Jelang Pertemuan OPEC+, Harga Minyak Anjlok 1,6 Persen, Sementara Harga Nikel Melambung Tajam

Jelang Pertemuan OPEC+, Harga Minyak Anjlok 1,6 Persen, Sementara Harga Nikel Melambung Tajam

JAKARTA - Harga minyak dunia kembali mengalami tekanan pada akhir pekan lalu, mencatatkan penurunan harian lebih dari 1 persen dan kerugian mingguan terburuk sejak akhir Maret 2025. Pelemahan ini terjadi menjelang pertemuan penting negara-negara produsen minyak yang tergabung dalam aliansi OPEC+, yang akan membahas arah kebijakan produksi untuk bulan Juni mendatang. Di sisi lain, harga sejumlah komoditas logam seperti nikel dan timah justru menunjukkan penguatan signifikan.

Pada penutupan perdagangan hari Jumat 2 Mei 2025, harga minyak mentah West Texas Intermediate (WTI) untuk kontrak berjangka ditutup melemah sebesar 95 sen atau 1,6 persen, menjadi USD 58,29 per barel. Sementara itu, harga minyak mentah Brent, acuan global, juga terkoreksi 84 sen atau 1,4 persen, menjadi USD 61,29 per barel.

Sentimen Pasar Tertekan Menjelang Keputusan OPEC+

Analis pasar mencatat bahwa pergerakan harga minyak yang cenderung melemah dipicu oleh sikap hati-hati investor dan pelaku pasar energi global menjelang pertemuan Organisasi Negara-negara Pengekspor Minyak (OPEC) dan sekutunya, yang dikenal sebagai OPEC+. Pertemuan tersebut dijadwalkan dalam waktu dekat dan diperkirakan akan menentukan arah kebijakan produksi minyak global pada bulan Juni 2025.

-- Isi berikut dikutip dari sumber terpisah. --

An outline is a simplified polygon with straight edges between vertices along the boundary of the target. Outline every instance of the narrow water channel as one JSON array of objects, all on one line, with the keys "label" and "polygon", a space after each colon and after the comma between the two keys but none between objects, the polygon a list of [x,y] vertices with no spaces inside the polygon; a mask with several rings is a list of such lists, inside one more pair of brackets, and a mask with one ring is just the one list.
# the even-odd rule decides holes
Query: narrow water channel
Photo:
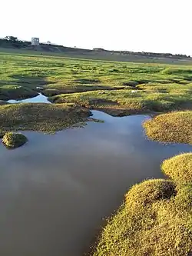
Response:
[{"label": "narrow water channel", "polygon": [[8,103],[51,103],[48,98],[48,97],[43,95],[41,93],[39,93],[38,95],[28,98],[25,98],[22,100],[13,100],[10,99],[7,101]]},{"label": "narrow water channel", "polygon": [[147,140],[146,115],[93,114],[104,123],[0,145],[0,255],[82,256],[131,185],[162,178],[162,160],[192,150]]}]

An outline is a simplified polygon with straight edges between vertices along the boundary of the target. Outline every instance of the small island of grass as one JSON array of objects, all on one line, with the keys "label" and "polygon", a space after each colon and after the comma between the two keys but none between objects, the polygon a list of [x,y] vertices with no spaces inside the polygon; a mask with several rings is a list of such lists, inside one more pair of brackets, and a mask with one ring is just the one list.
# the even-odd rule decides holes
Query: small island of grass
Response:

Kekhawatiran pasar terfokus pada potensi perubahan strategi OPEC+, yang selama ini melakukan pemangkasan produksi guna menjaga keseimbangan pasar dan harga tetap tinggi. Namun, dengan meningkatnya ketidakpastian global dan kekhawatiran akan penurunan permintaan dari Asia dan Eropa, investor mulai mengantisipasi kemungkinan pelonggaran produksi.

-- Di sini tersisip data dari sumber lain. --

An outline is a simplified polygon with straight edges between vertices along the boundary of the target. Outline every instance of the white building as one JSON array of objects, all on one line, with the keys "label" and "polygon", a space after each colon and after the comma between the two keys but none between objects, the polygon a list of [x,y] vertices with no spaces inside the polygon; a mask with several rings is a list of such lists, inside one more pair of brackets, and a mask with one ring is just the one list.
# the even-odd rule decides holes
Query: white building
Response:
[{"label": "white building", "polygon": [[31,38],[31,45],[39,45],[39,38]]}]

“Pelaku pasar memilih untuk wait and see menjelang hasil pertemuan OPEC+ yang bisa sangat menentukan sentimen pasar minyak beberapa pekan ke depan,” ujar John Kilduff, analis energi dari Again Capital LLC. Ia menambahkan, “Penurunan harga saat ini lebih didorong oleh faktor spekulasi dan kehati-hatian pasar, bukan karena lonjakan pasokan atau penurunan permintaan yang mendadak.”

Minyak Catat Kerugian Mingguan Terbesar Sejak Maret

Tidak hanya mencatat pelemahan harian, harga minyak juga membukukan kerugian mingguan tertinggi sejak akhir Maret 2025. Koreksi ini menjadi sorotan tersendiri mengingat harga minyak sempat bergerak stabil pada pekan-pekan sebelumnya, seiring ketatnya suplai dari Timur Tengah dan gangguan pasokan di wilayah Laut Hitam.

Namun, perubahan ekspektasi terhadap keputusan OPEC+, ditambah dengan data ekonomi global yang bervariasi, mendorong investor untuk merealisasikan keuntungan dan mengurangi eksposur terhadap aset komoditas berisiko tinggi seperti minyak.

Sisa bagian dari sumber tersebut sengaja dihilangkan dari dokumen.